Daltons in AFRICA -- ANIMAL FACTS: Hippopotamus.

 



HIPPOPOTAMUS



How to Recognize
Hippos are huge and bloated (males weigh up to 7,000 pounds!) with short legs, massive heads, and broad snouts. They are shiny gray in color with pink highlights. Their jaws contain sharp, 20-inch tucks and can open 150-degrees. They can chop a crocodile in half!

Hippos are frequently aggressive and extremely dangerous on land when threatened. They kill many people each year, usually when someone inadvertently blocks their path to the water. Another reason to not get too close is that hippos mark their territories and grazing trails by spraying dung and waving their tail at the same time which spreads it all over the place. Yuck!

Habitat
Hippos are found widespread and close to fresh water. They like slow-flowing rivers, dams, and lakes with pools, shallow banks, and adjoining grassland.

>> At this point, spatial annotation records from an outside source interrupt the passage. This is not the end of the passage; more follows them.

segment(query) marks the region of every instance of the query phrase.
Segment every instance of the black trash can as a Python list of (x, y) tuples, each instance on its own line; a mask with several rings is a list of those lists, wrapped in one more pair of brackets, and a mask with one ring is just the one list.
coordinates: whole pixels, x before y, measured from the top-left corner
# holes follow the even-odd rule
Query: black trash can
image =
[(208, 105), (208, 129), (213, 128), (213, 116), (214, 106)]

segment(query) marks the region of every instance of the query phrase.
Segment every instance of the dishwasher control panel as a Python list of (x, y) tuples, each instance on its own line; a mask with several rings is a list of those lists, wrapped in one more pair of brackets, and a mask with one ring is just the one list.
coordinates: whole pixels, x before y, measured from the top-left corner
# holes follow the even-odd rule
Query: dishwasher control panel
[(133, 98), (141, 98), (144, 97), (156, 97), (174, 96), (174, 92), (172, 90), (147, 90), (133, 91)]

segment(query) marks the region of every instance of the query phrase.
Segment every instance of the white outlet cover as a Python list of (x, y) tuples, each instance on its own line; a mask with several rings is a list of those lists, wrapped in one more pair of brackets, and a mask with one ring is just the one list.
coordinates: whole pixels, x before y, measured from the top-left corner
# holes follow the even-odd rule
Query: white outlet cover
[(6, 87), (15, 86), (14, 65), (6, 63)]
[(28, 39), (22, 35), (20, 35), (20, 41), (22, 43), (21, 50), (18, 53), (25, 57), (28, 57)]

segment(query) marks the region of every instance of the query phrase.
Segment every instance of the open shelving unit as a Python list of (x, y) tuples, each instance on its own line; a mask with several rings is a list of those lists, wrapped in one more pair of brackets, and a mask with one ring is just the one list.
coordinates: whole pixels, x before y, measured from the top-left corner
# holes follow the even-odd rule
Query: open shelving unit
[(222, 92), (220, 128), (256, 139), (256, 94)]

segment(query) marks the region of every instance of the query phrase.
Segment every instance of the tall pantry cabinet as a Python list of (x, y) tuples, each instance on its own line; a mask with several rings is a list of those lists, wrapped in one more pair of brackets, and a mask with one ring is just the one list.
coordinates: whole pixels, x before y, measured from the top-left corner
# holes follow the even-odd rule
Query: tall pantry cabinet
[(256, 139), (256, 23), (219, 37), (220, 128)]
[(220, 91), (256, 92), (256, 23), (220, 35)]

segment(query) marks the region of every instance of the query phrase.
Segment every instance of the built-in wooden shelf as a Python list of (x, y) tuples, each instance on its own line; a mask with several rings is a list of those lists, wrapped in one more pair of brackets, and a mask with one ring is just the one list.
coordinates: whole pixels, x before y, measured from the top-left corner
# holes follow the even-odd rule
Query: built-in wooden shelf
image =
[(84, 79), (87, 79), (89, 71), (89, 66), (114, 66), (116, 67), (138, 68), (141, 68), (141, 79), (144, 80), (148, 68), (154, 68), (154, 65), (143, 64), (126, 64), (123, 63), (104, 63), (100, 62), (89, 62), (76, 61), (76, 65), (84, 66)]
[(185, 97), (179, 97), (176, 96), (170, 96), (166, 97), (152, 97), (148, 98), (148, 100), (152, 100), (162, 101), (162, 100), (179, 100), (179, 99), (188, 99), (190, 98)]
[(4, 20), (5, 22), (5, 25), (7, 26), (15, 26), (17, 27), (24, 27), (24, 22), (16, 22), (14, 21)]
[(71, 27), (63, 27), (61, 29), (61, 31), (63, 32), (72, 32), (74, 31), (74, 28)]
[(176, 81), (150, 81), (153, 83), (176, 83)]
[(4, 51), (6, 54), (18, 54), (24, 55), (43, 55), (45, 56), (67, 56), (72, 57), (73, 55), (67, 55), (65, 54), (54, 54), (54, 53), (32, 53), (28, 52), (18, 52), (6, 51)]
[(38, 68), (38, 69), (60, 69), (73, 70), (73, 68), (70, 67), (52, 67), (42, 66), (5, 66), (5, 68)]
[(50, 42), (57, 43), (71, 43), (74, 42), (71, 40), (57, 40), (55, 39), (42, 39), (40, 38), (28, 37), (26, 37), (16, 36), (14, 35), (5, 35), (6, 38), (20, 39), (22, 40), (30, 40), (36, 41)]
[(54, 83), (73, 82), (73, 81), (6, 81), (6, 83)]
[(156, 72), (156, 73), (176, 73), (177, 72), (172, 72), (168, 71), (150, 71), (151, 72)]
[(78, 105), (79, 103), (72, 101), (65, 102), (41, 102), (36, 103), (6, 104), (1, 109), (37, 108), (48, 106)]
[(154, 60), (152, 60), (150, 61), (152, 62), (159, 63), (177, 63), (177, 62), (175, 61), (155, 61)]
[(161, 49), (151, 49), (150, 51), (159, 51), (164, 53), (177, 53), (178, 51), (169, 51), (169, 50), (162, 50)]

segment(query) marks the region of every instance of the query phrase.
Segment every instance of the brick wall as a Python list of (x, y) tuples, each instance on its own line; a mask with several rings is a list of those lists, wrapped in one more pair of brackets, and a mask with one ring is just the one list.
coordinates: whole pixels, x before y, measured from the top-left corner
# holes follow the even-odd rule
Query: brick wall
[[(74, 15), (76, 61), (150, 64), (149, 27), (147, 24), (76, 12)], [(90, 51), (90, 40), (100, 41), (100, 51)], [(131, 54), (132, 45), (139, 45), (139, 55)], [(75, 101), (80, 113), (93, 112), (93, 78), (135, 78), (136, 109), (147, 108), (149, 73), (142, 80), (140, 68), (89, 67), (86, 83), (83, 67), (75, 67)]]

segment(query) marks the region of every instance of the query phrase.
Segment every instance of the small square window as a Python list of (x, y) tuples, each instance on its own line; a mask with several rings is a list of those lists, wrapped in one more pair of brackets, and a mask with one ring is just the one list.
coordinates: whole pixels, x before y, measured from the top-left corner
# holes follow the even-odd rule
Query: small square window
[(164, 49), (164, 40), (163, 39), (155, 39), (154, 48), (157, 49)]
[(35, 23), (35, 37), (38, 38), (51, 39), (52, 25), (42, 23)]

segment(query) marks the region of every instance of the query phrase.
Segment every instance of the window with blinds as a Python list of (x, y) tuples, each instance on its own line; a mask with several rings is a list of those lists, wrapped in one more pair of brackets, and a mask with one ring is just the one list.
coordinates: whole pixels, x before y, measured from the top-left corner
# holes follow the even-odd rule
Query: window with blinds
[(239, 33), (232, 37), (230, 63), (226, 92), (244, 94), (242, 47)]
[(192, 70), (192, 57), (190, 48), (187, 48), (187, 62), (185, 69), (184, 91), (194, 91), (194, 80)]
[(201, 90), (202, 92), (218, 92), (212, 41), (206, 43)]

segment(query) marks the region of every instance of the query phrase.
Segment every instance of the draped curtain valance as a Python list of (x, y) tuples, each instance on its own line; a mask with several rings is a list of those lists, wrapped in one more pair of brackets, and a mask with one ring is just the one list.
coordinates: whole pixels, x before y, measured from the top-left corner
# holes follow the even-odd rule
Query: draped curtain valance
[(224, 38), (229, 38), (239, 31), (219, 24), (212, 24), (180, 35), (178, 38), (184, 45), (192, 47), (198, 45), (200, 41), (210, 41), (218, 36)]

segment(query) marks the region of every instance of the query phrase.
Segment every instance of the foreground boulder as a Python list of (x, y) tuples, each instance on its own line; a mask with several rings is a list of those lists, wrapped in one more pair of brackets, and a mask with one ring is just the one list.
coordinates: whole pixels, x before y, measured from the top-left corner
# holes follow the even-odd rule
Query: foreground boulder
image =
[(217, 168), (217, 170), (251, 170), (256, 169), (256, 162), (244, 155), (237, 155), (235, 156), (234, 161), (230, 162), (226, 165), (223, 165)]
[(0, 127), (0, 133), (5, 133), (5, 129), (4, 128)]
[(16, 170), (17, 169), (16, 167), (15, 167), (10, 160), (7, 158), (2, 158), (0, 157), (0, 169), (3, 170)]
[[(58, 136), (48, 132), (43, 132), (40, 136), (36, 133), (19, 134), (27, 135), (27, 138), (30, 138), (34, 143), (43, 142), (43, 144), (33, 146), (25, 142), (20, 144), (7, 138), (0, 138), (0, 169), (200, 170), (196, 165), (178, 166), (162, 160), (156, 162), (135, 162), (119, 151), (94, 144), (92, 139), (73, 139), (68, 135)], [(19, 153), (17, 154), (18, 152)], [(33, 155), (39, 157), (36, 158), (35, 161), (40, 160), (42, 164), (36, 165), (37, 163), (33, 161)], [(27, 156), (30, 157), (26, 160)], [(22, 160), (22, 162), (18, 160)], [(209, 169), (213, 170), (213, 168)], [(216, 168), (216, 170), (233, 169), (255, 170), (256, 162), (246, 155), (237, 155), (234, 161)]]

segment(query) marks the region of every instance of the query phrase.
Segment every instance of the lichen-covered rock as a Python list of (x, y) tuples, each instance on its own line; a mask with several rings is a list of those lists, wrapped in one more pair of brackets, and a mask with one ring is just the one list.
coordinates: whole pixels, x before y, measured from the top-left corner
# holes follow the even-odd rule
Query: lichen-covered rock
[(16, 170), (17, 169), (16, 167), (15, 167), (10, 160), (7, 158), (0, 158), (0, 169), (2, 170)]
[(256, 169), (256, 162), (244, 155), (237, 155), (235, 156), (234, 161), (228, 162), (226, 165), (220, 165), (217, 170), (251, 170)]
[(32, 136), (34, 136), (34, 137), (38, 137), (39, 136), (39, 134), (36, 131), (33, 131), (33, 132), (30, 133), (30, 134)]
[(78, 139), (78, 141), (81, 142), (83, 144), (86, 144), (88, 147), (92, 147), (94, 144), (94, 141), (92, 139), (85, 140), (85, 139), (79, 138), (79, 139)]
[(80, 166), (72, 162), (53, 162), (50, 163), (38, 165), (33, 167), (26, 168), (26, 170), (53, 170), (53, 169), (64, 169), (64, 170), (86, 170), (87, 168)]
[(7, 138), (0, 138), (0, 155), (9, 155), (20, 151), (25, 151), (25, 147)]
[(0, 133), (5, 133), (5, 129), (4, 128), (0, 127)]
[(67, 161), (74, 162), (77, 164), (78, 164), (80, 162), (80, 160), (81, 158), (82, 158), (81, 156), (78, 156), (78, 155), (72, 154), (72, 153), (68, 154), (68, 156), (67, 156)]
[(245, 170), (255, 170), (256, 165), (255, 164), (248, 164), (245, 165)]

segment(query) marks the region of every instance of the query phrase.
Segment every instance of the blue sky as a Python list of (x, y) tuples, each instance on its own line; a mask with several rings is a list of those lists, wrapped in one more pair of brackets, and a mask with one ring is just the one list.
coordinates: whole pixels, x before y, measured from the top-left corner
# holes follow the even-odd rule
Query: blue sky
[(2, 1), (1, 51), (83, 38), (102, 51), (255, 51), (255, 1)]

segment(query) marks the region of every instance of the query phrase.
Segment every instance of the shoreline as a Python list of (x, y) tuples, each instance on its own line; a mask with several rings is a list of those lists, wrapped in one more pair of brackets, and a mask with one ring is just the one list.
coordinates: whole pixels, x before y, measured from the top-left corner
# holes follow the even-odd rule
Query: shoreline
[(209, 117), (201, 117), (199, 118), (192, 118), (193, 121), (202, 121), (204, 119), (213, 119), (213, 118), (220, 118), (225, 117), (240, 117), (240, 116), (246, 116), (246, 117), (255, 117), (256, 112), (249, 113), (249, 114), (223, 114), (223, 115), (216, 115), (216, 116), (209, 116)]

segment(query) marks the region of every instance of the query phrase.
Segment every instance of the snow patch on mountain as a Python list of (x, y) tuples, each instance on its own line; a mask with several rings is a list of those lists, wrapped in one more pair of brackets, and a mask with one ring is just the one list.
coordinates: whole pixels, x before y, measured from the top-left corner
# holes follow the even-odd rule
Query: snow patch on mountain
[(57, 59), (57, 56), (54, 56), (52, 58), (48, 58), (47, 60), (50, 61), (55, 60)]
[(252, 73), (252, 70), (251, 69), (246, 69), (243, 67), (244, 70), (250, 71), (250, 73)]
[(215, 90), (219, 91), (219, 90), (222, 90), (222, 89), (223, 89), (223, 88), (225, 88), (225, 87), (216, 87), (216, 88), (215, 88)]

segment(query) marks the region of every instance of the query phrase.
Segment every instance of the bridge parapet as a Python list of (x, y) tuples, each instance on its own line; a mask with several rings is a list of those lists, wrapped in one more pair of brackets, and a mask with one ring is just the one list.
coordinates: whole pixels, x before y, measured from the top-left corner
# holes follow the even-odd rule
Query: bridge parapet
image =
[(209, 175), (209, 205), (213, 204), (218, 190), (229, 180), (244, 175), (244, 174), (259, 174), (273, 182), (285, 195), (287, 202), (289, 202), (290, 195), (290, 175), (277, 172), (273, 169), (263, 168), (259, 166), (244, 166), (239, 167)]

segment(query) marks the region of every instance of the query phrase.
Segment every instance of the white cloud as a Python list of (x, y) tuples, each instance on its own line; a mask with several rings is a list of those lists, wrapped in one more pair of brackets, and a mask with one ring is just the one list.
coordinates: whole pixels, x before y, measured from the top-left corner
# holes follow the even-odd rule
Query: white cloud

A hippo’s skin is very thin with no sweat glands which means it can rapidly dehydrate and overheat. Therefore, they spend most of the day submerged in the water with only their eyes, ears, and nostrils breaking the surface. A hippo can stay submerged under water for five minutes. They sigh when they surface to exhale. They emerge at night following well-worn trails to graze on land, travelling up to 18 miles in one night!

Behavior
Principally nocturnal. Bulls are solitary. Family groups consist of a dominate male matriarch with 10-15 females and their young. They tolerate close contact in the water but forage singly when on land. Males enlarge puddles to make temporary water holes in the rainy season. A large number of hippos congregate during the dry season. Cows with young babies are aggressive to other individuals.

Adult bulls defend territories against each other aggressively and most males bear these scars which makes it convenient to distinguish the males from the females. Hippos “yawn” when challenged, and territorial males shower each other with urine and feces as a sign of respect. Males, spaced apart in territories, advertise their dominance with loud and repeated wheezy honks. Very funny to hear!

Breeding
Mostly during the rainy season, a single calf is born under water after a eight month gestation period.

Feeding
Hippos can consume about 100 pounds of grass each evening with their wide, muscular mouth. They don't feed on aquatic vegetation. However, believed to be vegetarians, researchers are starting to observe otherwise. Hippos have been seen devouring a dead impala in a waterhole and even behaving aggressively toward crocodiles and hunting dogs at a carcass.

Enemies
Occasionally lions. Crocodiles take calves. Otherwise, lazing about in the water burns very little energy and keeps hippos safe from predators.